A 25-year-old man presented with the severe worn-out of the front teeth during the past 3 years. The patient reported that he had a history of drinking cola for more than 7 years and had a poor oral hygiene. In the first 3 years, he drank 0.5~0.75 L cola a day and toothbrushed once a day. During the period of 4~5 months into the 4th year, he drank 1.5 L cola a day and some fruit juices (especially grape and citric juices), and he brushed his tooth or gargled with water once a day, mostly in the morning. In the latest 3 years, he continued dranking 1.5 L cola a day and toothbrushed once or twice daily.
He described his job as a bank worker with no exposure to acid substances. The patient recalled a busy-working period of about 4 to 5 months 3 years ago when he started consuming cola much more frequently (a total of 1.5 L a day). He likes holding the drink in the mouth for several seconds and tasting before swallowing. He denied anything unusual in his diet, medical history, allergic history, and family history of dental problems. He also denied symptoms of gastroesophageal reflux, odontalgia, xerostomia, and bruxism.
Dental examination found that crescent-shaped lesions were present on the cervical region of the buccal and labial surfaces of the teeth of this patient (Figs.). No lesions were found in the palatal and lingual surfaces (Fig.). Different stages of lesions could be seen on the teeth. Severe decays (caries cavities shown by arrows in Figs.) were present in the incisors and the canines, while less severe lesions (white spot lesions shown by arrowheads in Figs.) were noted on the premolars and the molars. The pulpal surfaces of erosive lesions contained brown-colored, leathery, carious dentin. None of the pulp cavities were involved. The patient did not report pain or sensitivity associated with any of the affected teeth. A comprehensive periodontal examination revealed no signs of attachment loss, and plaque deposits and calculus were only found on the mandibular incisors, with minimal bleeding on probing. The maxillary front teeth remained asymptomatic on percussion, palpation, and cold testing.
The maxillary and mandibular teeth
Buccal caries had also impacted teeth 17 and 27. And more extensive buccal and occlusal caries were seen in teeth 18 and 28. Caries of tooth 27 had impacted the pulp, above which there were lots of grey debris. The patient reported no pain on cold testing and percussion, but a severe pain when probing into the pulp cavity.
The oral mucosa was moist, pink, and without lesions. There was no salivary gland enlargement bilaterally. The saliva was clear and flowed freely from salivary ducts bilaterally. Normal pooling of saliva was noted on the floor of the mouth. The remainder of the soft-tissue examination was normal.

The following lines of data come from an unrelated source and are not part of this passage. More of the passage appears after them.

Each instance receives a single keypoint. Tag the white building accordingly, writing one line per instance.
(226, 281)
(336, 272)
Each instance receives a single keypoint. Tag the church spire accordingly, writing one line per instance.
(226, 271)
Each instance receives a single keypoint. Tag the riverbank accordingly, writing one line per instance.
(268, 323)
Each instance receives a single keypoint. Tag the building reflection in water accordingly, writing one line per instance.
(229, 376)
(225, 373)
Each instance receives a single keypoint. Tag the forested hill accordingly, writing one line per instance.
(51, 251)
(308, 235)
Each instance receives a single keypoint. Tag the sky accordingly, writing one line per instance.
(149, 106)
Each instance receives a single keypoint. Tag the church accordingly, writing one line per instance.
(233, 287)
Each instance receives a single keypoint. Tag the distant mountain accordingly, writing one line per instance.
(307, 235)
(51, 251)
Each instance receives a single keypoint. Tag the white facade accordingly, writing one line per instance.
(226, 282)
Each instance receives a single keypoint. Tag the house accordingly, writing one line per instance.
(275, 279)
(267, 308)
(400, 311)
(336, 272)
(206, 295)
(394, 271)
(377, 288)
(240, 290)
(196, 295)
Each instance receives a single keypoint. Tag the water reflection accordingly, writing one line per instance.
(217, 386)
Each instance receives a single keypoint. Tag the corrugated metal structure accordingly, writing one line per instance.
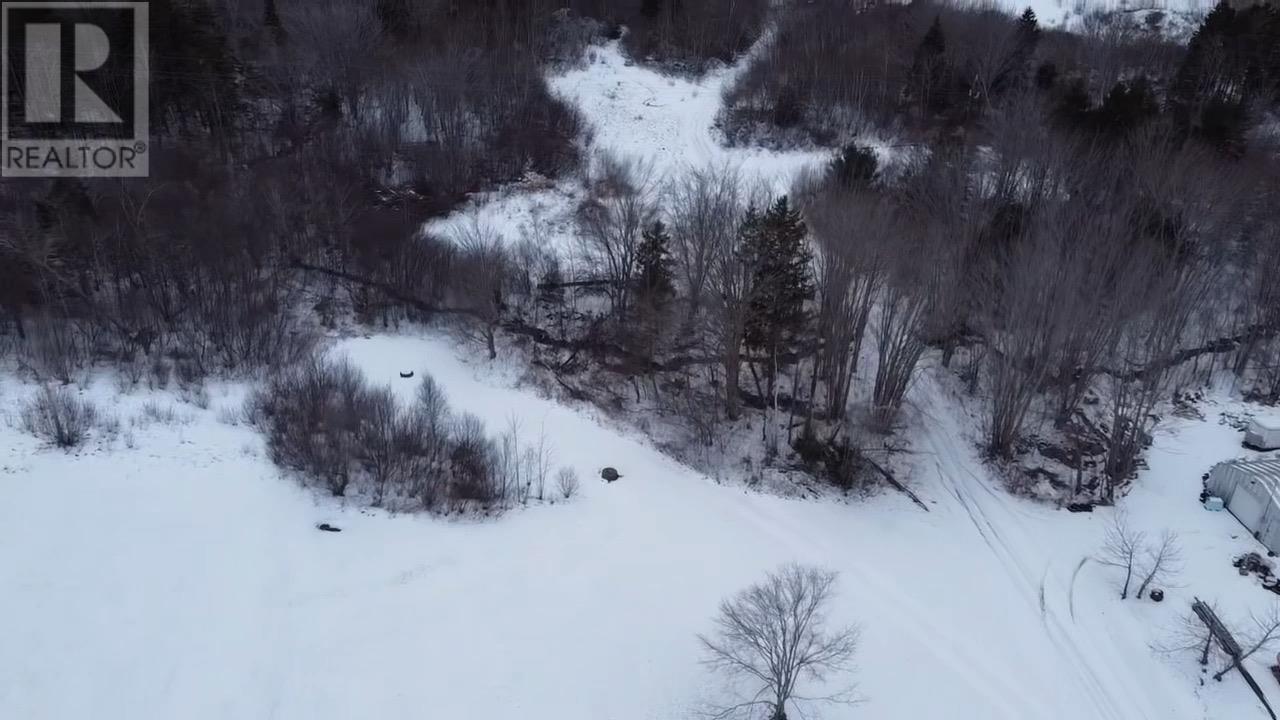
(1262, 433)
(1251, 490)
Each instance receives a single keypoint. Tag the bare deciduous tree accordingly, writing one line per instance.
(1121, 548)
(612, 220)
(704, 209)
(771, 637)
(1262, 633)
(1164, 561)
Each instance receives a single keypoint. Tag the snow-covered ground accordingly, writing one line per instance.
(666, 123)
(174, 573)
(184, 578)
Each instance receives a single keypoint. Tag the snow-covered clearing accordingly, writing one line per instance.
(184, 578)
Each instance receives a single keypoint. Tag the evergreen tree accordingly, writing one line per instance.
(654, 264)
(855, 165)
(782, 283)
(1015, 67)
(1128, 105)
(272, 22)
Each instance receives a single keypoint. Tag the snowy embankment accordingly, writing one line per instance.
(663, 122)
(183, 577)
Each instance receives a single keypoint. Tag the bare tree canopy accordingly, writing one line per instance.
(772, 638)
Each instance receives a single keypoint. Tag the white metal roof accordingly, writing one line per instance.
(1266, 470)
(1266, 423)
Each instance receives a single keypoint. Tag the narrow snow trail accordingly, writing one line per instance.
(639, 114)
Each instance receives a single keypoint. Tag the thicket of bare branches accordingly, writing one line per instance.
(323, 420)
(1141, 560)
(56, 415)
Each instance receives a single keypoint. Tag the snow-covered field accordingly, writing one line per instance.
(173, 572)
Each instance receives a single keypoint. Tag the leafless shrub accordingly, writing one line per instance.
(474, 463)
(621, 203)
(1261, 633)
(310, 415)
(58, 417)
(54, 349)
(772, 637)
(1162, 561)
(1123, 547)
(567, 482)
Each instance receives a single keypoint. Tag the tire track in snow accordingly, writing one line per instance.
(1105, 701)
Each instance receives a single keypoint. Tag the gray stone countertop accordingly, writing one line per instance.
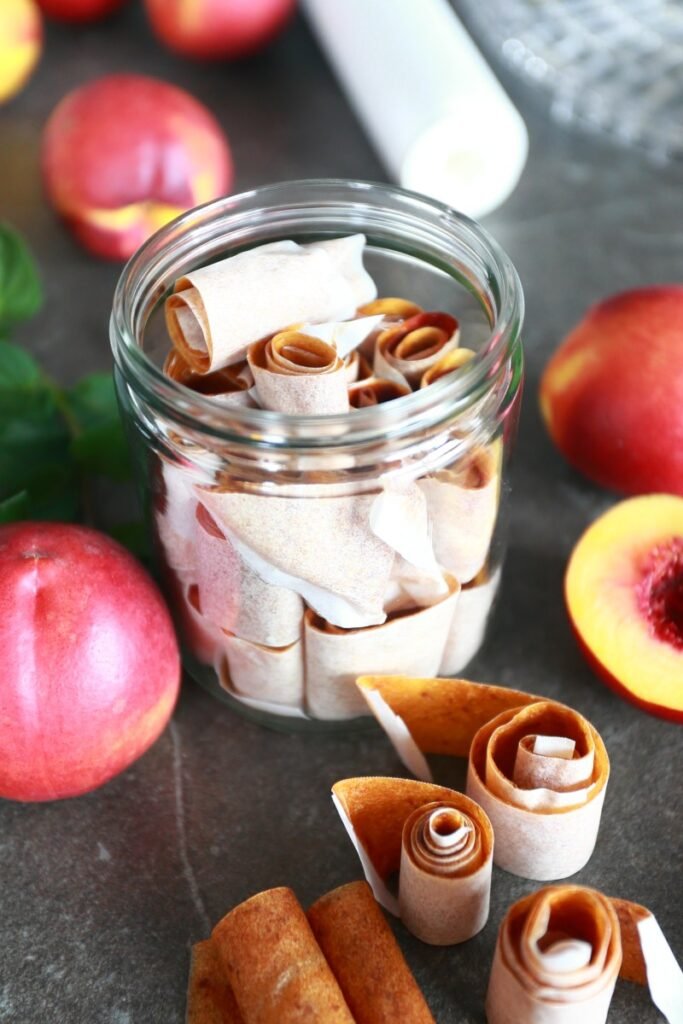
(103, 895)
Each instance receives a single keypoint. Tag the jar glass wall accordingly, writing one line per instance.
(300, 552)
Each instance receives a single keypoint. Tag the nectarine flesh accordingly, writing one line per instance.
(624, 590)
(612, 393)
(20, 43)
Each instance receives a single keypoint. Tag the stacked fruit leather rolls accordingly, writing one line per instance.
(560, 950)
(438, 841)
(538, 768)
(268, 963)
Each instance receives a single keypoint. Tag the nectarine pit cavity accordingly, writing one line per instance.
(660, 591)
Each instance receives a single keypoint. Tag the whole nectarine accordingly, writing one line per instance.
(612, 393)
(125, 154)
(218, 28)
(20, 43)
(80, 10)
(90, 665)
(624, 590)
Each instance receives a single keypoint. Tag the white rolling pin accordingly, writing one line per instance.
(435, 113)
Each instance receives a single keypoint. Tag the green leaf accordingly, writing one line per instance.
(18, 371)
(20, 293)
(99, 444)
(14, 508)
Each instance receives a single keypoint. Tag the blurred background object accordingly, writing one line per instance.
(612, 66)
(434, 111)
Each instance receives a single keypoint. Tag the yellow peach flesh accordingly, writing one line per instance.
(601, 586)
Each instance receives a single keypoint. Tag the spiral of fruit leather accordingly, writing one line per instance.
(366, 958)
(273, 965)
(300, 375)
(445, 868)
(557, 958)
(538, 768)
(404, 351)
(216, 311)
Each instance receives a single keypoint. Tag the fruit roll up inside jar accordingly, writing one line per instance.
(304, 537)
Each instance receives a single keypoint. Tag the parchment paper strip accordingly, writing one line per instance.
(210, 998)
(445, 867)
(374, 811)
(334, 656)
(236, 598)
(404, 351)
(469, 623)
(463, 506)
(218, 310)
(541, 974)
(296, 543)
(299, 375)
(274, 675)
(366, 958)
(274, 966)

Finally, the history and the symptoms of this patient confirmed the complex diagnosis of dental erosion and dental caries. On one hand, dental erosion is defined as the physical result of acid without bacterial involvement. Early stage of dental erosion includes a smooth surface. Advanced stages include developing enamel concavities, lesions with longer depth than width, undulating borders, and an intact border of enamel along the facial gingival margin. In severe cases of dental erosion, the entire occlusal morphology of the tooth disappears (Lussi et al., 1993
). The pattern of erosion is related to the frequency the dental tissue is exposed to acidic fluid. In this case, the patient likes holding the drink in around the vestibular groove. The erosive acid of drink may have demineralized the cervical region of the tooth. On the other hand, the high sugar intake and bad oral hygiene pattern of the patient also caused bacterial infection, i.e., the dental caries.
Considering that excessive intake of soft drink and poor oral hygiene pattern are likely etiologic factors, we recommended the patient to reduce soft drink intake and contact time of acids, not to hold drinks in the mouth, and to use fluoride or remineralizing toothpaste to brush the teeth at least twice a day, but avoid toothbrushing immediately after soft drink intake.
Since there was gingival hyperplasia around the lesions, treatment plan for the patient included gingivectomy and composite resin restoration. The high-frequency electrosurgery was used to remove excessive gingival tissue following a local anesthesia, and a composite resin Filtek™ Z350 (3M ESPE, St. Paul, MN, USA) was applied to restore the lost tooth structure.